Повсюду нам встречались группы изодранных бледных польских солдат. Под присмотром вооруженной охраны они разгребали завалы. На пленных не было ремней и знаков отличия. Лишь в покрое и размерах расправленного кителя узнавался офицерский чин. Они рылись в кучах, растаскивая лопатами заторы и освобождая путь скопившейся у препятствия технике. Инструментов на всех не хватало, и в ход шли подручные средства: доски и палки, вырванные из руин. Но чаще всего люди расчищали путь голыми, стертыми до крови и серыми от пыли руками. И было не по себе, когда нас встречали веселыми взглядами сидящие на танках и броневиках радостные солдаты в серой форме и стыдливо провожали обреченные глаза теней в форме коричневой.

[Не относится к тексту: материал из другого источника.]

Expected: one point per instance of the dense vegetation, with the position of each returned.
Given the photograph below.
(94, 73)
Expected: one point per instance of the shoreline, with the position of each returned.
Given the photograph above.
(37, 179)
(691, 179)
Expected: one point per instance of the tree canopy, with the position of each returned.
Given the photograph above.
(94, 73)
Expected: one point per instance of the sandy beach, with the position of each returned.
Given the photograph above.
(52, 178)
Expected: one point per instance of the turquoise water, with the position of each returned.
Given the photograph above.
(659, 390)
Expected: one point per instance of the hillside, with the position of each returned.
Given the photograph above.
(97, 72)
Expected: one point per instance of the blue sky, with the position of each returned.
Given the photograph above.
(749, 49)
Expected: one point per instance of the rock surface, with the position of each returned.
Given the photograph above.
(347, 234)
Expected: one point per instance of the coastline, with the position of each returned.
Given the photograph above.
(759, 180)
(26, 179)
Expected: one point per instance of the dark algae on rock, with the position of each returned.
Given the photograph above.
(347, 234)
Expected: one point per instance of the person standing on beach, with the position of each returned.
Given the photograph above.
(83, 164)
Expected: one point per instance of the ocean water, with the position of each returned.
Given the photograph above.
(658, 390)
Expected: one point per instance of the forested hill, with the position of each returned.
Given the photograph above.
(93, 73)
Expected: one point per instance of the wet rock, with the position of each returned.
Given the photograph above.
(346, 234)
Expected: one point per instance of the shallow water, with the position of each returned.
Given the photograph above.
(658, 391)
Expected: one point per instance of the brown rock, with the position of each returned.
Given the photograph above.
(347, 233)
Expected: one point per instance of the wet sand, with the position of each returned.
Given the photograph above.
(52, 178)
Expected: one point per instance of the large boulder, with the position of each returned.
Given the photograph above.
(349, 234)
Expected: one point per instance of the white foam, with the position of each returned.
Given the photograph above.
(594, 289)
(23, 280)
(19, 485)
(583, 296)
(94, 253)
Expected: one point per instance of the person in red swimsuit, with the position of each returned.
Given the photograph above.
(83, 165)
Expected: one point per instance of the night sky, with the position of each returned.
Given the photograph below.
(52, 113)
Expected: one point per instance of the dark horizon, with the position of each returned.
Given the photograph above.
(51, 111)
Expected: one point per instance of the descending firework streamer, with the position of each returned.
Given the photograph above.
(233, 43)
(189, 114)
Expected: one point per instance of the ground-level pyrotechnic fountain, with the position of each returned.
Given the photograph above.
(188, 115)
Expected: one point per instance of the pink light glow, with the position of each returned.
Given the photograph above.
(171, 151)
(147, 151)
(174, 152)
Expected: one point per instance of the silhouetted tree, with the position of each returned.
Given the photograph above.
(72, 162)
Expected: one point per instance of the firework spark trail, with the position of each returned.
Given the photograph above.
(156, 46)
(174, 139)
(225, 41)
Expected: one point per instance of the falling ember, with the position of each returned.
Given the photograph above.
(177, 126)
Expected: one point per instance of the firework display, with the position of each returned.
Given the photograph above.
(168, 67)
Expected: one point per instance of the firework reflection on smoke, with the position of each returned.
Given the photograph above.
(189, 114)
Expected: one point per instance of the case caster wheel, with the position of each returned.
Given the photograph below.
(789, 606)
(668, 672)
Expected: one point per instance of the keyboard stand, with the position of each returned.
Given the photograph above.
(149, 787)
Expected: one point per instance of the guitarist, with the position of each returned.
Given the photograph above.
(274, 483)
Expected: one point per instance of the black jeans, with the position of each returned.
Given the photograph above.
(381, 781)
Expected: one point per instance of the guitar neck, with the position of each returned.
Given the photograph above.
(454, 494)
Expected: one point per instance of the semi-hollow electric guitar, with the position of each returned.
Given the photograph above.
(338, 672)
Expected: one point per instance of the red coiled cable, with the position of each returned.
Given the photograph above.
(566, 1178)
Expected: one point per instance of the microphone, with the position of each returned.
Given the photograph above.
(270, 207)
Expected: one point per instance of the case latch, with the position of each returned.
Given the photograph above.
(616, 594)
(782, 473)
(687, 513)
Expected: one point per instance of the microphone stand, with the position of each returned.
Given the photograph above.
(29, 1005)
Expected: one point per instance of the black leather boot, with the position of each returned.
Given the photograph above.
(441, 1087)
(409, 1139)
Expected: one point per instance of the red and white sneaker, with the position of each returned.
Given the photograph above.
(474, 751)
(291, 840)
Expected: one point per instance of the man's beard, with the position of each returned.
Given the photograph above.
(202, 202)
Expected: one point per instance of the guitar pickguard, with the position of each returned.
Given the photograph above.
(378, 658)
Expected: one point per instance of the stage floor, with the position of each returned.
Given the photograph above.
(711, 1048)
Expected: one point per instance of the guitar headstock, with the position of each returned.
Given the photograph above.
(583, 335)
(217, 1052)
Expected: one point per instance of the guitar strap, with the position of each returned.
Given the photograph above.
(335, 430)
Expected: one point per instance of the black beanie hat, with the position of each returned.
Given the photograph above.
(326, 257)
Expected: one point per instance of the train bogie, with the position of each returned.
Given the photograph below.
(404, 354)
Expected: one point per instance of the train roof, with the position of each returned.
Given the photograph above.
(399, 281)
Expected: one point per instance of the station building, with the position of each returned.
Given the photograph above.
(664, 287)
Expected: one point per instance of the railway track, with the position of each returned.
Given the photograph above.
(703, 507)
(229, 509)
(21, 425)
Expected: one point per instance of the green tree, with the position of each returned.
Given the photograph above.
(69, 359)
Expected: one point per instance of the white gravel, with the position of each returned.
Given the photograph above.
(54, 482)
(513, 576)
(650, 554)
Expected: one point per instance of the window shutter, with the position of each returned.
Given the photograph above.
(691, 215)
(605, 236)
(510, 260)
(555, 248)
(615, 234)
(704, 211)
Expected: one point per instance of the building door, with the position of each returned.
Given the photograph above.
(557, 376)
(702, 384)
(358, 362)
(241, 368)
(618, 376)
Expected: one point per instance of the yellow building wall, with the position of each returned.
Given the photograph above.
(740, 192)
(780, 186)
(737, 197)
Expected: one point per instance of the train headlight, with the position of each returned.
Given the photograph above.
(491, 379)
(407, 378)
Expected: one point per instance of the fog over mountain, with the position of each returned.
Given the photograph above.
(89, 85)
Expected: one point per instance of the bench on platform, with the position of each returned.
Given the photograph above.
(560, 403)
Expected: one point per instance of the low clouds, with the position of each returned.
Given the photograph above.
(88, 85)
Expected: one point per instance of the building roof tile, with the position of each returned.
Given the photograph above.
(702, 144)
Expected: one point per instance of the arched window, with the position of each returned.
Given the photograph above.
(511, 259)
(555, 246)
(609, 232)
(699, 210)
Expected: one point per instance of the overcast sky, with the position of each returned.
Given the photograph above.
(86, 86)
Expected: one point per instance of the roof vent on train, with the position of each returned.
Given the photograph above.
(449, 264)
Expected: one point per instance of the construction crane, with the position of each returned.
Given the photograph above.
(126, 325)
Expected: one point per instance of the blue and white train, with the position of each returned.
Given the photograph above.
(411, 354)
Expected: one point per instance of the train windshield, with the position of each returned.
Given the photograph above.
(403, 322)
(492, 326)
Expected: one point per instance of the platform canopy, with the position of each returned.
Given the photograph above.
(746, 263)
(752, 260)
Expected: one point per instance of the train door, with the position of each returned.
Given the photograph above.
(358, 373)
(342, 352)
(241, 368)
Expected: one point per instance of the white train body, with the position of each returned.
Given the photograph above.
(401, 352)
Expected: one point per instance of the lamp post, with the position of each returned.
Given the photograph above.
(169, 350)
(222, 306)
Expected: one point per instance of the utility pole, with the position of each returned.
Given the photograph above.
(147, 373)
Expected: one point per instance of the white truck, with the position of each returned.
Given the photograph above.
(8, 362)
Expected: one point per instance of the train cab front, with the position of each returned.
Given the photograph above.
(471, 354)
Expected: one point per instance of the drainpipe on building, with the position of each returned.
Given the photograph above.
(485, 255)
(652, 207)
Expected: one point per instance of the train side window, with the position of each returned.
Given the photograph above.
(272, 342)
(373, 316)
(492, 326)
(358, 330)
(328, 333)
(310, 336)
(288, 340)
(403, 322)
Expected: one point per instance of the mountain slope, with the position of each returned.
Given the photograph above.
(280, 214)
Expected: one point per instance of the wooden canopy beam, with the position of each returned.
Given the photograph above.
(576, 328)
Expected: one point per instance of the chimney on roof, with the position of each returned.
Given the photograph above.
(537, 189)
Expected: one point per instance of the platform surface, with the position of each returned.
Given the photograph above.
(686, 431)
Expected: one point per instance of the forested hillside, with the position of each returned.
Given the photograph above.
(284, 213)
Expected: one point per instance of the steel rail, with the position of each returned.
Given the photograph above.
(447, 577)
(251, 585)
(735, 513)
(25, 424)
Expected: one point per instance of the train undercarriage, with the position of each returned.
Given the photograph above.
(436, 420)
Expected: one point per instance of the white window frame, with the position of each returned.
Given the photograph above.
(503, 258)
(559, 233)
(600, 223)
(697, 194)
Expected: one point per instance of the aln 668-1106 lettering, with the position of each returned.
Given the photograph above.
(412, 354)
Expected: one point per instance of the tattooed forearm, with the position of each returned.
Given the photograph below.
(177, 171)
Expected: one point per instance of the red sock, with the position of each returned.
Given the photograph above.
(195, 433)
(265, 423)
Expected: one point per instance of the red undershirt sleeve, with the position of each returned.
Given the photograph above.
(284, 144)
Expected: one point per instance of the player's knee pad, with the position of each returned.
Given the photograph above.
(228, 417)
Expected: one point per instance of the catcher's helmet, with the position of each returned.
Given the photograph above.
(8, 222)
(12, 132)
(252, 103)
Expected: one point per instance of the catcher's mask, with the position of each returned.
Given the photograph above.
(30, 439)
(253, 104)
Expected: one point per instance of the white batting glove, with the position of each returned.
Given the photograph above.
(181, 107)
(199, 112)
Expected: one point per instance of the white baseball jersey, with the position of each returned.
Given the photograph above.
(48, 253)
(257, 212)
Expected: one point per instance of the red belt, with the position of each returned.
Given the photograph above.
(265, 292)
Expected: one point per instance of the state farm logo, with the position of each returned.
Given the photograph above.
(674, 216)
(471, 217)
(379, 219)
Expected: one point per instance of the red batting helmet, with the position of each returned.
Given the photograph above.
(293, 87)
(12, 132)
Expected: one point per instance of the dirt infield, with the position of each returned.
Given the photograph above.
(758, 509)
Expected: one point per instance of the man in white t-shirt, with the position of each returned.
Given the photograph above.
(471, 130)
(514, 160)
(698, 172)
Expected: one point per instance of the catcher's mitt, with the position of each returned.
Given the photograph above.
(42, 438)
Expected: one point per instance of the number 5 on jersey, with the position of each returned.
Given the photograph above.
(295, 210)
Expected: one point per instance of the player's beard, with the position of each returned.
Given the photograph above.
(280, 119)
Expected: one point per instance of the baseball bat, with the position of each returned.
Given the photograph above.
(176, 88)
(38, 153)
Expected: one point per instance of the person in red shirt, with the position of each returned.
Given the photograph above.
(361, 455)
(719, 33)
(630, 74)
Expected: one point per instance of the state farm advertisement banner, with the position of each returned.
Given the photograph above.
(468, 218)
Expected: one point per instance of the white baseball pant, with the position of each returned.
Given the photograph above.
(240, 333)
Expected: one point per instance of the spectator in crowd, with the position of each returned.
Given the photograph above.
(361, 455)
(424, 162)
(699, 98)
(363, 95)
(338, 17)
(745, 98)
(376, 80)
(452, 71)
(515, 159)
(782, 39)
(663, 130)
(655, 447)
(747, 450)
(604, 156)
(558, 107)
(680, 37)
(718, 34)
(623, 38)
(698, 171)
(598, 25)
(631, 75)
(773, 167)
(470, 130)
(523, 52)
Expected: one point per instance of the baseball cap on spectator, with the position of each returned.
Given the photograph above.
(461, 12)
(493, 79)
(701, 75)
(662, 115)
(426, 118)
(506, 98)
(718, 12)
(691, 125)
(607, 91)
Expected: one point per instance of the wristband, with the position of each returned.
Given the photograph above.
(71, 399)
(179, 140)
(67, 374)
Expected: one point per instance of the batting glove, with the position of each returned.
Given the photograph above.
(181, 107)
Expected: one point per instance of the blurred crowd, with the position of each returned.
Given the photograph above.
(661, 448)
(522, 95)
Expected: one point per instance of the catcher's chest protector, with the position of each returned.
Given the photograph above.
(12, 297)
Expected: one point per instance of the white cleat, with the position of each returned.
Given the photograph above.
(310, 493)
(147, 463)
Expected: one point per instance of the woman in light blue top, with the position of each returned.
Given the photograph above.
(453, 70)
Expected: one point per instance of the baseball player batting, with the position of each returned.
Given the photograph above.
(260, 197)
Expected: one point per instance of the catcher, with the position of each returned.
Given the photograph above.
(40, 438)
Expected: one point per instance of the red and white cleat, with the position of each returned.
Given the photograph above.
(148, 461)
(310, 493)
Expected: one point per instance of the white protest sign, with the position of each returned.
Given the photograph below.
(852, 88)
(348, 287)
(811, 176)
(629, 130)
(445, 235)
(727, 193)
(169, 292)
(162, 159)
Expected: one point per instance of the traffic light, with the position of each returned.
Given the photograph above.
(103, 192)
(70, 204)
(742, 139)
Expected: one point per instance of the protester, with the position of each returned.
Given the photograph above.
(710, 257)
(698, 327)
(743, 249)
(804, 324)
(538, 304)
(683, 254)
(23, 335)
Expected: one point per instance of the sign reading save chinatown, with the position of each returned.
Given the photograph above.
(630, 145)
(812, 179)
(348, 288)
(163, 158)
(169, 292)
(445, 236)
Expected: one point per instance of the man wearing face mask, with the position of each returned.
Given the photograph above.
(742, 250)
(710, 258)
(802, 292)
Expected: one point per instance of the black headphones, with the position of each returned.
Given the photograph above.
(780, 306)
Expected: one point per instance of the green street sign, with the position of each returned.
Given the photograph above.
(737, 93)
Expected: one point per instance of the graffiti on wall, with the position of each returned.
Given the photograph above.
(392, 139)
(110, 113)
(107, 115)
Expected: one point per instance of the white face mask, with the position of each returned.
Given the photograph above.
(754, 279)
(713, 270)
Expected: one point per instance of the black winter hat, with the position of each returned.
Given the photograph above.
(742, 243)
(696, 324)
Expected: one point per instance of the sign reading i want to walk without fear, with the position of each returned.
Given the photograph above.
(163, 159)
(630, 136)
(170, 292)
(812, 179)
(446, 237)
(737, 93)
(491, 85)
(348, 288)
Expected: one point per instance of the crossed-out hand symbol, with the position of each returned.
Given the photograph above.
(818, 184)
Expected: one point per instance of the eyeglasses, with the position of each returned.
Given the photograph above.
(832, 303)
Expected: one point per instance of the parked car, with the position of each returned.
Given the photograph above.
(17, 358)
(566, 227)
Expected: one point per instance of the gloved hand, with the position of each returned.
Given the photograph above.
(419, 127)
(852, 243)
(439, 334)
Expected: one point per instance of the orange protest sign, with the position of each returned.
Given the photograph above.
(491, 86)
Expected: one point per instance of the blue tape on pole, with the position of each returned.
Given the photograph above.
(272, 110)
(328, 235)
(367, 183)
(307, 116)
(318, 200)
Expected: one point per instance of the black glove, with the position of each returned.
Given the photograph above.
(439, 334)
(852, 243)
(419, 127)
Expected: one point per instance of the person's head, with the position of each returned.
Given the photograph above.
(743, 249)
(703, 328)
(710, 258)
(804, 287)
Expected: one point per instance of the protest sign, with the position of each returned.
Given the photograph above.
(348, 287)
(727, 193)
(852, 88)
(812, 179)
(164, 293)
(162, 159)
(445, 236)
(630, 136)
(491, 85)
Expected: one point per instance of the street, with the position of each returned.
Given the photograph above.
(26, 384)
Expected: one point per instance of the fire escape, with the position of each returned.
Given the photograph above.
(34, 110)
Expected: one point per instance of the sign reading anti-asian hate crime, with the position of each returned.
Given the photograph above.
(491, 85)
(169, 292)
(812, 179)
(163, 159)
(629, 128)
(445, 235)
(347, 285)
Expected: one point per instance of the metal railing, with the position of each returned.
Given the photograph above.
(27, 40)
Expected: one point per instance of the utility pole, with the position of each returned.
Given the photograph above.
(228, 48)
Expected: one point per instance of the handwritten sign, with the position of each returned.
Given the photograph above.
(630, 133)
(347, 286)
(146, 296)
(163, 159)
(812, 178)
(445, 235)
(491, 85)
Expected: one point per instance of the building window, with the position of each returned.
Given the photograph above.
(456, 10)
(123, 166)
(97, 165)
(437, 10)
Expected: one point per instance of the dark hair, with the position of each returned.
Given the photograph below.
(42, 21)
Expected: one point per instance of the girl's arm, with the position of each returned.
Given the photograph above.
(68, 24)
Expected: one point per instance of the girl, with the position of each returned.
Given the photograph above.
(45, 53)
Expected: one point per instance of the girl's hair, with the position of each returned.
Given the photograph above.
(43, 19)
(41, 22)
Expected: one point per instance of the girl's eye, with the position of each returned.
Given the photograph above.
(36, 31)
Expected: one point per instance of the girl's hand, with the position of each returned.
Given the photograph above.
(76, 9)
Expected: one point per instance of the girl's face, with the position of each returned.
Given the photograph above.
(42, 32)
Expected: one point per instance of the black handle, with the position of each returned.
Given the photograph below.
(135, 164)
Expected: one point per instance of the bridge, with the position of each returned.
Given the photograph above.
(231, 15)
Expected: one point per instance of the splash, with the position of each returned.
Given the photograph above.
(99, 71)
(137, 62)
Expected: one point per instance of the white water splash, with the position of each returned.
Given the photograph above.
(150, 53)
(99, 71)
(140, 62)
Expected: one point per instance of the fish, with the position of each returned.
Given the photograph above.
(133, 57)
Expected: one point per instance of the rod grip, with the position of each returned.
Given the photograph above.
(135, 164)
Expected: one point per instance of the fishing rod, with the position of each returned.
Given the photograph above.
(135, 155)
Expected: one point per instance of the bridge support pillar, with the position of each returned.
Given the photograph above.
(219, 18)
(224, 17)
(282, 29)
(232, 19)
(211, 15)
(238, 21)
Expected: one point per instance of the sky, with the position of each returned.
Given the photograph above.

Вскоре мы подошли к дому, в котором жила моя семья. На месте зенитного расчета зияла огромная воронка, заглянув в которую на ходу, я увидел искореженное орудие и торчащую из земли ногу. Сапога на ней не было, и с голой стопы свисала обугленная портянка. А рядом лежал идеально чистый, играющий солнечными пятнами на обглоданных взрывами кирпичных стенах прожектор.
Дом стариков Войцеховских находился в соседнем квартале. И к нашей великой радости от сыпавшихся с неба бомб он нисколько не пострадал, за исключением выбитых окон. Но во всем городе едва ли можно было найти хоть одно здание, не страдающее от этого недуга. Тяжело дыша, мы поднялись на четвертый этаж, и старик дрожащей рукой отворил дверь в жилище, которое в последующие четыре года я буду называть своим домом. А девочек-близняшек – Рину и Хану – я буду называть своими сестрами. Но я никогда не называл Войцеховских своими родителями. И если честно, трудно было называть стариков, проживших более сорока лет в браке, семьей. Ведь полноценной семьей можно называть лишь тот союз, что креп под звонкий детский смех растущих поколений. И естественно старики соврали тому немцу: у них не было дочери. У них вообще не было детей. И когда мы спрашивали, почему, Клара – так звали нашу храбрую спасительницу – лишь грустно улыбалась и старалась сменить тему разговора. Но я часто ловил ее полный нежности взгляд и видел заботу, которой она окружала моих названых сестер. Вся ее нереализованная материнская любовь и ласка нашла выход в тройном размере. Но даже эта любовь не могла притупить любовь нашу. К родителям. И она это понимала. И мирилась со своей ролью мачехи, которую никогда не назовут матерью.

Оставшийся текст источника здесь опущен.